Roses, Walmart Sustainability

Roses are like the prima donnas of flowers. They demand special treatment that most other flowers don’t need. They require a very sharp blade for a clean cut, or else they won’t absorb water. And more than other flowers, they can’t withstand bacteria, so sanitization is important. It’s fair to say you have to work a little harder to make roses happy.

Because the rose is fairly particular about the way it likes to be treated, we’ve always had them cut in Miami using professional flower cutters who use extremely sharp blades. Then we drop them in buckets of water and ship them to the clubs.

That’s the way we handled all of our flowers until 2008, when we began dry-packing most flowers and having the clubs cut them onsite. We didn’t have to pay to ship the flowers and the extra weight of the water they were packed in, and we could pack more flowers on a truck. That change alone significantly reduced the full truckloads of flowers shipped a year – from 849 to 419 truckloads – and improved profitability by $12 million.
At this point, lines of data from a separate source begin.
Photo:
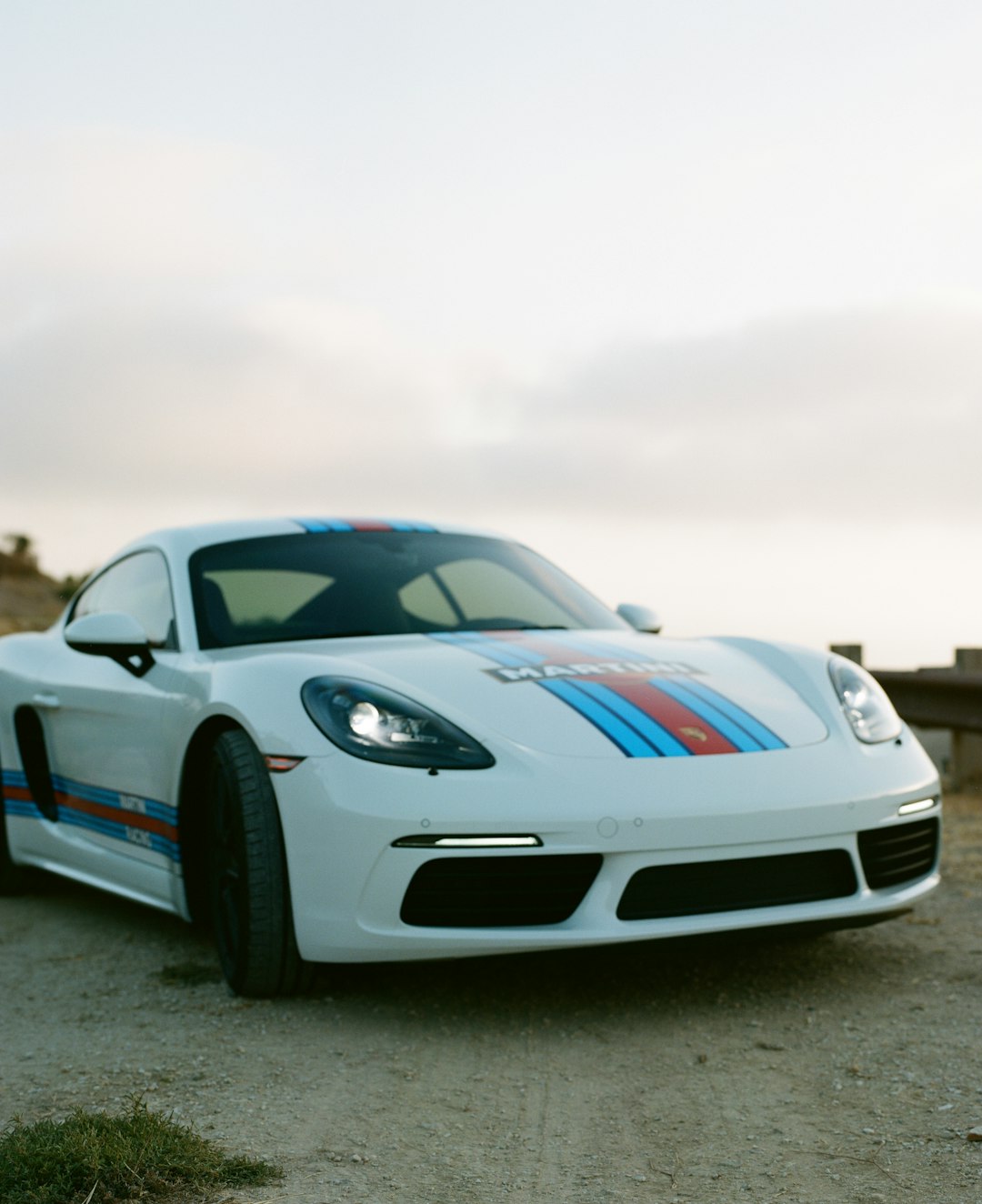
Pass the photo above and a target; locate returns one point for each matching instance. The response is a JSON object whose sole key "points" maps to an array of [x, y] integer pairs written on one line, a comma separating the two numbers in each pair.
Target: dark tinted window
{"points": [[140, 587], [379, 583]]}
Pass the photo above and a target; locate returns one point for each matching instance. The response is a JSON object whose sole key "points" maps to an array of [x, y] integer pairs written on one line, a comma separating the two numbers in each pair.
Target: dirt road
{"points": [[845, 1067]]}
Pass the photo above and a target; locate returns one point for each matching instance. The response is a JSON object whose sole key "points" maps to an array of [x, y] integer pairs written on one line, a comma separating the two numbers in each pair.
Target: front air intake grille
{"points": [[899, 853], [498, 892], [702, 888]]}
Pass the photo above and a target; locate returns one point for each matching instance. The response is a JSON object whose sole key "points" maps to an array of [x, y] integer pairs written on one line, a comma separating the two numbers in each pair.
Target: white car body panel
{"points": [[118, 744]]}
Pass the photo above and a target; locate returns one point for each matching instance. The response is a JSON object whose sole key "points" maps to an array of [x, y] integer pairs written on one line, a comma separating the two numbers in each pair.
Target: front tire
{"points": [[248, 885]]}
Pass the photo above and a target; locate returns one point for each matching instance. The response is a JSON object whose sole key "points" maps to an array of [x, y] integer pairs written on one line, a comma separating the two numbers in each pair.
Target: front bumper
{"points": [[635, 851]]}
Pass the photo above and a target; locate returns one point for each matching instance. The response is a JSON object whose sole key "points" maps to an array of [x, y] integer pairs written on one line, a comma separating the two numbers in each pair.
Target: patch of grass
{"points": [[188, 974], [96, 1159]]}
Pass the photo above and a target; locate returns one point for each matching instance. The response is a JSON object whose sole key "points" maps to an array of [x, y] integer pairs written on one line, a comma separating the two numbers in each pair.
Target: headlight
{"points": [[382, 725], [867, 706]]}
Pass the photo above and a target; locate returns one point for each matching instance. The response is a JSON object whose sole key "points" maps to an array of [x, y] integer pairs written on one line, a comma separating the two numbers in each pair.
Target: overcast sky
{"points": [[688, 294]]}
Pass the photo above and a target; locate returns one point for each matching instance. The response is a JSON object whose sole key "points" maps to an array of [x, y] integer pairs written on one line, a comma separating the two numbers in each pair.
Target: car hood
{"points": [[590, 694]]}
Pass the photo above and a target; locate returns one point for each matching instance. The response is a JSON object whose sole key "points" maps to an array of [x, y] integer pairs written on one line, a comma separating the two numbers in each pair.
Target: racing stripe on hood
{"points": [[643, 714]]}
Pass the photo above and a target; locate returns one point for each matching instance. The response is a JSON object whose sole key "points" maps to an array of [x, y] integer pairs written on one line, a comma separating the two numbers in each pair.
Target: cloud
{"points": [[296, 401]]}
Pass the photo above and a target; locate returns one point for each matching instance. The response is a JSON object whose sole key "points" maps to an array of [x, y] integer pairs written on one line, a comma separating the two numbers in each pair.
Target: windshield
{"points": [[379, 583]]}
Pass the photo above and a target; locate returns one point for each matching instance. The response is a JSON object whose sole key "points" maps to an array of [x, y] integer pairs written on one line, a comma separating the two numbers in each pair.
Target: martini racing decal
{"points": [[644, 707], [319, 525], [138, 821]]}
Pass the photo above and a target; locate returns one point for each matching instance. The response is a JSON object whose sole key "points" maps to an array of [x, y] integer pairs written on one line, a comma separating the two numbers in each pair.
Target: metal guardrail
{"points": [[936, 697]]}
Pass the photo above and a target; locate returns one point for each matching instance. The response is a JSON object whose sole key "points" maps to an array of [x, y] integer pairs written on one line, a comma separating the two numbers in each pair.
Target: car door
{"points": [[112, 818]]}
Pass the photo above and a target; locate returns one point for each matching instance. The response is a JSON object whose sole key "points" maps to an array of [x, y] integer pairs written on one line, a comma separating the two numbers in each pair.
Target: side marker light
{"points": [[282, 764]]}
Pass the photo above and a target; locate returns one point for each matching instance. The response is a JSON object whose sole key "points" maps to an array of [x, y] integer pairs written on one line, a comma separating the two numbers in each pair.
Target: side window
{"points": [[424, 600], [486, 590], [140, 587]]}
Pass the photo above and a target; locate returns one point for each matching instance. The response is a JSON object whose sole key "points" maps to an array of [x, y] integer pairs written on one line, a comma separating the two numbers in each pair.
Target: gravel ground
{"points": [[844, 1067]]}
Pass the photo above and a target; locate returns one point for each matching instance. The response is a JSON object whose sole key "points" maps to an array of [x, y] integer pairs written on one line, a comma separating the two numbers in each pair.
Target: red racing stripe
{"points": [[685, 725]]}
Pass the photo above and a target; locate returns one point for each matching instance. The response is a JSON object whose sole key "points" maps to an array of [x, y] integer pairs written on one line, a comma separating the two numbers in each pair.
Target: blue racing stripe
{"points": [[501, 651], [22, 807], [662, 740], [156, 810], [754, 727], [735, 732], [118, 831], [614, 728]]}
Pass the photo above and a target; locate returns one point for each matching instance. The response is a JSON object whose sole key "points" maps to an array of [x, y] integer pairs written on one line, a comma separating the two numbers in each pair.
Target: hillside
{"points": [[29, 600]]}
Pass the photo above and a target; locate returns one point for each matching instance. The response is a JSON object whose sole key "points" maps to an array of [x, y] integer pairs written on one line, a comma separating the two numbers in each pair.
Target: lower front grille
{"points": [[899, 853], [702, 888], [498, 892]]}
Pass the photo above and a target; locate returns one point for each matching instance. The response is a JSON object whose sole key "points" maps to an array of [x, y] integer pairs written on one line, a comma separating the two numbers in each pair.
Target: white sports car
{"points": [[365, 740]]}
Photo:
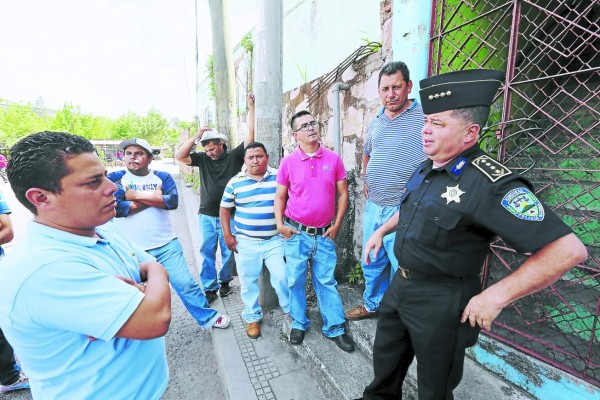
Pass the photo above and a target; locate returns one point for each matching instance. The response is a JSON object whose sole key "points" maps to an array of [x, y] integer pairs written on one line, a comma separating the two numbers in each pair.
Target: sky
{"points": [[109, 57]]}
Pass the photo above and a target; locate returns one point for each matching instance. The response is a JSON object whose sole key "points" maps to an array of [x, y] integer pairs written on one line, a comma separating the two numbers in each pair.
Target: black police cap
{"points": [[459, 89]]}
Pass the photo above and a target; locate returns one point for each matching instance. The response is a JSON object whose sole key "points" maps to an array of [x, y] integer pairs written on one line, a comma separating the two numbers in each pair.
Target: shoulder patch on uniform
{"points": [[523, 204], [491, 168]]}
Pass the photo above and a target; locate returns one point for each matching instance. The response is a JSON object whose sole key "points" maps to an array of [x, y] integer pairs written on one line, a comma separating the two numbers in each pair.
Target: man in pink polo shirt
{"points": [[308, 182]]}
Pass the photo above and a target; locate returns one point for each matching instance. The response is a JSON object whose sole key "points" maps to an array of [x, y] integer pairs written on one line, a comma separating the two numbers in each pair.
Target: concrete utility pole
{"points": [[269, 76], [223, 65], [268, 88]]}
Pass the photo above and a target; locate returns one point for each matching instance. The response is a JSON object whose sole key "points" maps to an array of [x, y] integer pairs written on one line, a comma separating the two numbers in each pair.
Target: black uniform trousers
{"points": [[422, 318]]}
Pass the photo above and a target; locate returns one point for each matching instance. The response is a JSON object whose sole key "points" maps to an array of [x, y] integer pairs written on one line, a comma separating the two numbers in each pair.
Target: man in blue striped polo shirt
{"points": [[393, 150], [256, 239]]}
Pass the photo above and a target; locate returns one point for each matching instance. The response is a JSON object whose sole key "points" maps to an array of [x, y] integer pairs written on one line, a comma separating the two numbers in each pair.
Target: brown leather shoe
{"points": [[360, 312], [253, 330]]}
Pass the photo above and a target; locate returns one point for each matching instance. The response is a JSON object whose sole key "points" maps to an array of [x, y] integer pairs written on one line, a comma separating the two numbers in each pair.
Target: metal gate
{"points": [[545, 125]]}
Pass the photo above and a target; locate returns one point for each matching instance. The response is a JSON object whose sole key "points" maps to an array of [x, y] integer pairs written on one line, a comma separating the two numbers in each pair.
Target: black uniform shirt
{"points": [[214, 175], [449, 216]]}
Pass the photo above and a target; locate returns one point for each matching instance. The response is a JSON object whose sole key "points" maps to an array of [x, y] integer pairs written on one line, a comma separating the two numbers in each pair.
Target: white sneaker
{"points": [[222, 322]]}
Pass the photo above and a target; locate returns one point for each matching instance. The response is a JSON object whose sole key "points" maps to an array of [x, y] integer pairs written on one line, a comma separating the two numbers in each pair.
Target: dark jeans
{"points": [[9, 371]]}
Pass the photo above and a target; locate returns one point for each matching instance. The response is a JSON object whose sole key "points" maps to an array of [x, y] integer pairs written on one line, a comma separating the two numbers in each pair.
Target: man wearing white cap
{"points": [[216, 166], [455, 204], [144, 198]]}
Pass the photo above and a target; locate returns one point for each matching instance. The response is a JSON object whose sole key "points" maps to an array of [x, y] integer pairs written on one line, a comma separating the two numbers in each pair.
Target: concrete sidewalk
{"points": [[263, 368]]}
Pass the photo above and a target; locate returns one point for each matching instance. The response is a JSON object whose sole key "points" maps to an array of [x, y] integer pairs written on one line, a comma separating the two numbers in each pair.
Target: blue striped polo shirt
{"points": [[253, 202], [395, 149]]}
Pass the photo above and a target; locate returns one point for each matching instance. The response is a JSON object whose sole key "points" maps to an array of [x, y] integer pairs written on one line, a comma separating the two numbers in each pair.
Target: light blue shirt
{"points": [[253, 201], [57, 290]]}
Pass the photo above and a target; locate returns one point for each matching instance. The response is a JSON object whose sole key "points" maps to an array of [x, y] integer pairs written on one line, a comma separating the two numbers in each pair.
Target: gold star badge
{"points": [[453, 193]]}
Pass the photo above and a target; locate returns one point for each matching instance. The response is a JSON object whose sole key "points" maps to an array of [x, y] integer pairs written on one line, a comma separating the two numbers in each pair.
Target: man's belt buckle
{"points": [[311, 230], [404, 273]]}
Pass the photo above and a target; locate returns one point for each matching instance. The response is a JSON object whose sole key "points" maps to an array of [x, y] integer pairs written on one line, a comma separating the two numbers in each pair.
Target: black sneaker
{"points": [[211, 296], [224, 290]]}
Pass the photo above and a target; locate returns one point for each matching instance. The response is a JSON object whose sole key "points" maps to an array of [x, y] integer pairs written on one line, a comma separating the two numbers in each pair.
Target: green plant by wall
{"points": [[192, 179]]}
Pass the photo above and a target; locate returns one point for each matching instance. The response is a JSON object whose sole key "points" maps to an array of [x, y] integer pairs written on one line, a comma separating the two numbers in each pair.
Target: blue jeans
{"points": [[9, 370], [299, 250], [211, 234], [377, 274], [249, 260], [171, 257]]}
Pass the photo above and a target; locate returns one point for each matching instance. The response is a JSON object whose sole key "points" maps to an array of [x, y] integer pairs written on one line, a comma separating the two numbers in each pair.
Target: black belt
{"points": [[422, 276], [311, 230]]}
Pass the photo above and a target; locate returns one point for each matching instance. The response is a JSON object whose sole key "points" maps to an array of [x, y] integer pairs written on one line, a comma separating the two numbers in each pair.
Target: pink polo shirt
{"points": [[311, 183]]}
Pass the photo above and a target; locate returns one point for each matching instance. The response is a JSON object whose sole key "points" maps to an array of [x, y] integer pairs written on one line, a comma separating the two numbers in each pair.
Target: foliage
{"points": [[247, 43], [355, 277], [210, 69], [18, 121]]}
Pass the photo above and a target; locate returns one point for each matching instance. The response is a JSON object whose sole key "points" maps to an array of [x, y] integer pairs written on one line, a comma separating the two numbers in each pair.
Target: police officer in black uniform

Lilies, daisies, carnations and others – they all fared well with the change. But we knew better than to touch the roses back then. The cutting tools we had in the clubs would damage the flowers, shortening their shelf life.

We continued to look for a more environmentally friendly solution for shipping and cutting roses, and last year we ran across one that met our requirements. A professional flower cutter in New Jersey had made a smaller version of the cutting machine used in Miami that could be used in our clubs, allowing us to dry-pack the roses for shipping. The machine cuts the roses and sanitizes the sharp blade at the same time.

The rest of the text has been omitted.